Le Tour de France 2026 est marqué par des conditions météorologiques exceptionnelles, avec des températures dépassant les 35 degrés pendant une semaine. Le peloton souffre, et la course a déjà été modifiée : une étape a été adaptée en raison d'incendies dans les Pyrénées-Orientales, et une autre a été tronquée de 30 kilomètres, passant de 185,5 à 155,5 km, à cause de la canicule. C'est une première dans l'histoire du Tour pour ce motif.
Des coureurs en souffrance
Le vainqueur de la 8e étape, Tim Merlier, a été vu affalé dans un escalier après l'arrivée, peinant à récupérer. Il a déclaré : « Ça fait une semaine qu’on court tous les jours avec des températures dépassant les 35 degrés, c’est un combat quotidien pour se refroidir avec de la glace et de l’eau. Je n’avais encore jamais connu ça. » Le maillot jaune Tadej Pogacar a également reconnu l'impact de la chaleur : « La chaleur a un impact, le corps fatigue plus. Même sur des journées plus faciles, il est important de faire attention, de se rafraîchir et de penser à l’hydratation. »
La décision de tronquer l'étape
La décision de réduire l'étape du dimanche a été prise par les organisateurs d'ASO, en accord avec les autorités. Christian Prudhomme, directeur du Tour, a justifié cette mesure : « Cette décision est rendue nécessaire par les conditions météorologiques exceptionnelles. » Il a ajouté : « On est des organisateurs responsables, on fait ça avec les autorités qui sont très sollicitées par ailleurs. » Le raccourcissement a été applaudi par Tim Merlier, bien que d'autres coureurs puissent avoir un avis différent.
Le débat sur l'avenir du Tour
Cette situation a relancé le débat sur l'adaptation du Tour de France au réchauffement climatique. Le syndicat des coureurs (CPA) a demandé une évolution des heures de départ des courses estivales pour protéger la santé des athlètes. Dans un communiqué, le CPA a déclaré : « Face à la fréquence croissante des vagues de chaleur extrême, le CPA réaffirme que les heures de départ des courses estivales doivent évoluer. » Il appelle à des discussions cet hiver pour trouver une solution avant la saison 2027.

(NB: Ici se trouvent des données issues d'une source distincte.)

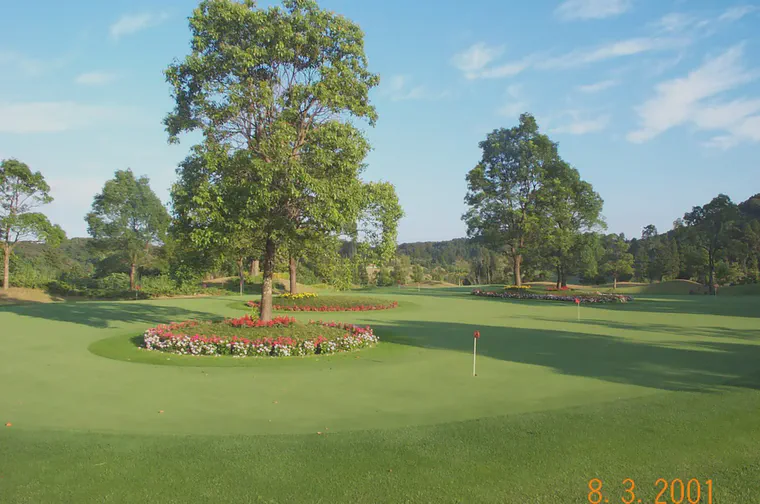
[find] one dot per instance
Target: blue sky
(656, 102)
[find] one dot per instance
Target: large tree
(710, 228)
(276, 89)
(21, 192)
(505, 189)
(210, 211)
(128, 220)
(569, 206)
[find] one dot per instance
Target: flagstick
(474, 354)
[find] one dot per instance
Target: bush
(117, 282)
(246, 337)
(162, 285)
(576, 298)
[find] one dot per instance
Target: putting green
(534, 356)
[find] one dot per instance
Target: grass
(345, 301)
(665, 387)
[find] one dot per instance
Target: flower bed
(300, 295)
(244, 338)
(575, 298)
(327, 304)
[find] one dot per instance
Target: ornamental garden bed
(249, 337)
(572, 298)
(311, 302)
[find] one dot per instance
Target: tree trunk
(516, 261)
(241, 274)
(266, 289)
(6, 267)
(293, 283)
(132, 269)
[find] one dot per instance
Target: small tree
(418, 274)
(617, 261)
(21, 191)
(503, 190)
(710, 229)
(128, 219)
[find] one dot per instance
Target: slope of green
(665, 387)
(668, 288)
(740, 290)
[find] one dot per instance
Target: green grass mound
(310, 302)
(249, 337)
(571, 297)
(668, 288)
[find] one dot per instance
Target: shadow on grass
(746, 306)
(104, 314)
(698, 366)
(701, 331)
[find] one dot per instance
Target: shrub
(582, 298)
(327, 304)
(300, 295)
(114, 282)
(214, 338)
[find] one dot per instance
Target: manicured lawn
(665, 387)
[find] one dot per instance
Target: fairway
(665, 387)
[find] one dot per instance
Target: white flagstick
(474, 354)
(475, 337)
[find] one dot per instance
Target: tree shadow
(746, 306)
(105, 314)
(667, 366)
(702, 331)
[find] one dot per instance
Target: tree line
(277, 94)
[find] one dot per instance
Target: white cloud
(51, 117)
(399, 88)
(722, 142)
(95, 78)
(473, 60)
(738, 12)
(684, 100)
(676, 22)
(597, 87)
(133, 23)
(629, 47)
(30, 66)
(579, 125)
(515, 104)
(591, 9)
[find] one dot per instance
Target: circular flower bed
(248, 337)
(311, 302)
(575, 298)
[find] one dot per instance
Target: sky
(655, 102)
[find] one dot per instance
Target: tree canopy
(21, 192)
(273, 90)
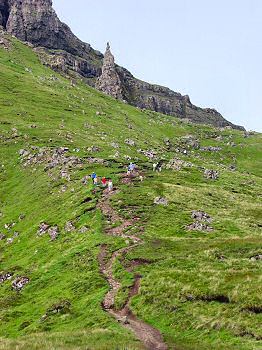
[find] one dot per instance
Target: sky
(208, 49)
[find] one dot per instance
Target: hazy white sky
(208, 49)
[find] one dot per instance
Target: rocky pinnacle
(109, 82)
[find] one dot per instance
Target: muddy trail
(149, 336)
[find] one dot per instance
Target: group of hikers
(157, 167)
(131, 171)
(104, 182)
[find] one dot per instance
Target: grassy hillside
(201, 289)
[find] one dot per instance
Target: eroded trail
(149, 336)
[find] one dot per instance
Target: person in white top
(154, 166)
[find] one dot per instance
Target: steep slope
(35, 21)
(199, 273)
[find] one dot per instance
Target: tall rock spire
(109, 81)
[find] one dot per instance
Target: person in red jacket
(103, 181)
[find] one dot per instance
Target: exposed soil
(149, 336)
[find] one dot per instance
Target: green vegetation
(200, 289)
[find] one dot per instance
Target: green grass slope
(202, 290)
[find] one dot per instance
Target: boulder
(160, 201)
(19, 283)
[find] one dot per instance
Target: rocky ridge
(36, 22)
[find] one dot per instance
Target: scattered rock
(199, 226)
(130, 142)
(20, 283)
(69, 227)
(83, 229)
(115, 145)
(43, 228)
(2, 237)
(93, 149)
(201, 216)
(61, 307)
(211, 149)
(53, 232)
(211, 174)
(256, 257)
(5, 277)
(160, 201)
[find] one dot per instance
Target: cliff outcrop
(35, 21)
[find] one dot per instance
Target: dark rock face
(4, 12)
(36, 22)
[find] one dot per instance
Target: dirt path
(149, 336)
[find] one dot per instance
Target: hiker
(93, 176)
(131, 167)
(154, 166)
(159, 167)
(103, 182)
(95, 181)
(110, 185)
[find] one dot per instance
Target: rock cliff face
(35, 21)
(109, 81)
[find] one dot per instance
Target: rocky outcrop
(109, 82)
(36, 22)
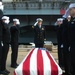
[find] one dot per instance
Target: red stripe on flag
(40, 67)
(54, 68)
(26, 64)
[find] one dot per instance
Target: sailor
(14, 30)
(5, 41)
(39, 33)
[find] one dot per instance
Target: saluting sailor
(14, 30)
(70, 30)
(39, 33)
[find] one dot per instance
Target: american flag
(38, 62)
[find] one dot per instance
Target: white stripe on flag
(19, 69)
(59, 69)
(47, 65)
(33, 63)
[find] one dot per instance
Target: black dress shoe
(7, 71)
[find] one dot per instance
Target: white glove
(35, 23)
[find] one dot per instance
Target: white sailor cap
(39, 19)
(60, 19)
(5, 18)
(17, 21)
(72, 5)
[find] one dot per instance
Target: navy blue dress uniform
(39, 35)
(5, 41)
(66, 50)
(14, 30)
(70, 29)
(1, 14)
(58, 28)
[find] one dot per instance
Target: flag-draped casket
(38, 62)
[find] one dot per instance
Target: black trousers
(60, 56)
(0, 54)
(72, 49)
(39, 45)
(67, 60)
(14, 55)
(5, 50)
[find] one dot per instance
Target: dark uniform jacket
(65, 32)
(1, 15)
(6, 33)
(59, 34)
(39, 34)
(71, 31)
(14, 30)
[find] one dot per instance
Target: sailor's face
(72, 11)
(40, 23)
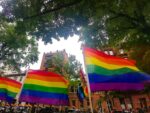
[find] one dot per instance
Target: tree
(16, 50)
(100, 23)
(68, 67)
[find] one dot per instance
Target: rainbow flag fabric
(9, 89)
(45, 88)
(106, 72)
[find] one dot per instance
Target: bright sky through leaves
(71, 45)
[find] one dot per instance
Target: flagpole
(23, 83)
(88, 84)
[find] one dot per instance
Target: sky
(71, 45)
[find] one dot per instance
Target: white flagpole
(23, 84)
(88, 84)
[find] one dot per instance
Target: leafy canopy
(16, 50)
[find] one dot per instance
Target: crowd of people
(38, 108)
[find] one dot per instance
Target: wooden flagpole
(23, 83)
(88, 84)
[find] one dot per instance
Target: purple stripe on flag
(31, 99)
(116, 86)
(2, 98)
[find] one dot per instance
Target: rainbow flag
(45, 88)
(80, 93)
(9, 89)
(106, 72)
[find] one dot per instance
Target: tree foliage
(100, 23)
(68, 67)
(16, 50)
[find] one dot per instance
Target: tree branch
(55, 9)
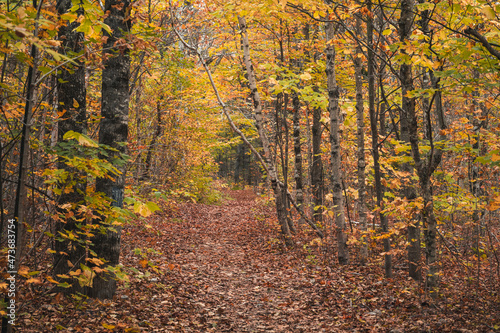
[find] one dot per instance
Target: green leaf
(81, 138)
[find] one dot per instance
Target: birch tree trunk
(405, 25)
(259, 124)
(360, 123)
(113, 132)
(71, 97)
(336, 176)
(297, 148)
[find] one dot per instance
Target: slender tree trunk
(375, 142)
(71, 96)
(335, 119)
(113, 132)
(151, 147)
(259, 124)
(317, 166)
(360, 122)
(297, 148)
(405, 25)
(17, 229)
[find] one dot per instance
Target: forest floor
(222, 268)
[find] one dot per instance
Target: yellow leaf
(95, 261)
(109, 327)
(34, 280)
(306, 76)
(23, 271)
(51, 279)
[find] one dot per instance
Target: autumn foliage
(280, 166)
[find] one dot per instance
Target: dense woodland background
(371, 128)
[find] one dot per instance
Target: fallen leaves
(222, 270)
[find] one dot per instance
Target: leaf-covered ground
(221, 268)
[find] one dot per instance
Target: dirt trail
(230, 280)
(220, 269)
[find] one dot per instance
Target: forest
(250, 166)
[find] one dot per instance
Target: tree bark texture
(113, 132)
(336, 175)
(297, 148)
(259, 124)
(405, 25)
(375, 143)
(360, 124)
(71, 97)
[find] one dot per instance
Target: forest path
(220, 268)
(228, 279)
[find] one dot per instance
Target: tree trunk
(113, 132)
(336, 176)
(405, 25)
(297, 148)
(151, 147)
(317, 166)
(259, 124)
(360, 122)
(71, 97)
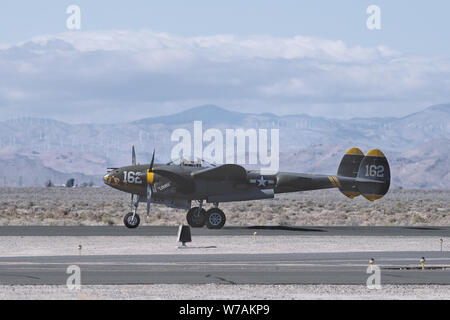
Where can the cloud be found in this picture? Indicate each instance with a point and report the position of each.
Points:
(125, 75)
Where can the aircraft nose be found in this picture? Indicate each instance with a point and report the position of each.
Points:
(106, 178)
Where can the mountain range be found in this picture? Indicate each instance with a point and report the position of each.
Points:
(33, 150)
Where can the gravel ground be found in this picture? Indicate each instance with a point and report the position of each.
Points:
(51, 246)
(216, 291)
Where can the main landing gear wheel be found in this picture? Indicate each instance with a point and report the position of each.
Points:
(215, 218)
(131, 222)
(196, 218)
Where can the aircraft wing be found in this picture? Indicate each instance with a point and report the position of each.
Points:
(231, 172)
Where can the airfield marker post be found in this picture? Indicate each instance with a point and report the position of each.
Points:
(422, 262)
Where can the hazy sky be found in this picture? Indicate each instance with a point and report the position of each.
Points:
(134, 59)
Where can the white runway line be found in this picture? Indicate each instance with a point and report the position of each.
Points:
(223, 291)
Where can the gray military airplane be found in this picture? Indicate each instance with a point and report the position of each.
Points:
(177, 185)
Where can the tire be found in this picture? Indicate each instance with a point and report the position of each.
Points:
(215, 218)
(194, 219)
(130, 222)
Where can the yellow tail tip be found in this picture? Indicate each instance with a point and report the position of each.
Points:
(375, 153)
(355, 151)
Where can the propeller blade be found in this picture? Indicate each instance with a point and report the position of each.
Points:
(133, 156)
(149, 198)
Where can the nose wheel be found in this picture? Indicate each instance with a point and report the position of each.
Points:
(131, 220)
(196, 217)
(215, 218)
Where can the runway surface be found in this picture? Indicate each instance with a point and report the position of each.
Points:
(304, 268)
(122, 231)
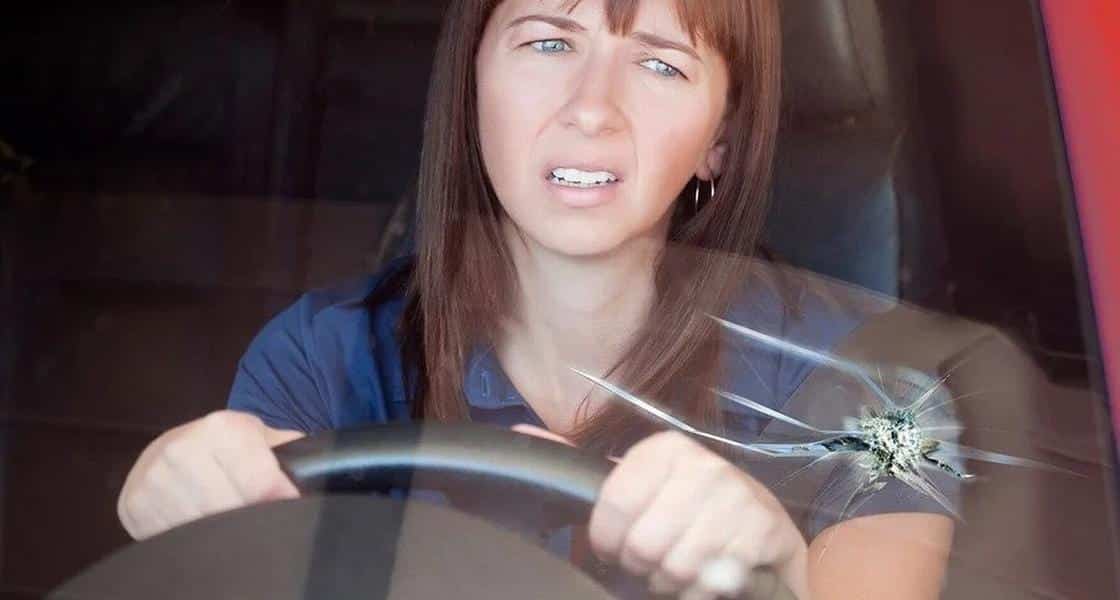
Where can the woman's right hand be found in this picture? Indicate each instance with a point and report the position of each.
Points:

Les propositions de Pogacar
Tadej Pogacar a proposé de changer les calendriers plutôt que les horaires. Il a expliqué : « Hier, j’ai entendu une proposition pour que l’on commence à 10 heures du matin. Pour moi, ça ne sert à rien, parce que tu termines en plein pic de chaleur. » Il suggère de ne pas organiser de courses en juillet et août dans les endroits chauds, mais reconnaît que cela nécessite une réflexion approfondie.
La position de Christian Prudhomme
Christian Prudhomme a exclu tout changement radical dans l'immédiat, affirmant : « Le Tour de France, c’est juillet. » Il a toutefois promis qu'une réflexion s'engagerait sur l'avenir de la course face au réchauffement climatique, notamment avec des étapes plus courtes. Il a précisé : « Je ne vous dis surtout pas qu’on va supprimer le Ventoux, le Galibier ou le Tourmalet. Mais cette réflexion existe. Simplement, ce n’est pas un changement qui peut se faire dans la minute. »
Les mesures d'adaptation actuelles
En attendant, les coureurs s'adaptent avec des moyens techniques : gilets réfrigérants, matelas refroidissants et cryothérapie. Christian Prudhomme a indiqué que 450 kg de glace sont distribués chaque jour aux équipes, contre 350 auparavant, et que trois motos fraîcheur sont déployées au lieu d'une seule. Certaines équipes, comme Decathlon CMA CGM, disposent d'un camion équipé d'une cabine de cryothérapie, où les températures descendent jusqu'à moins 140 degrés pour favoriser la récupération.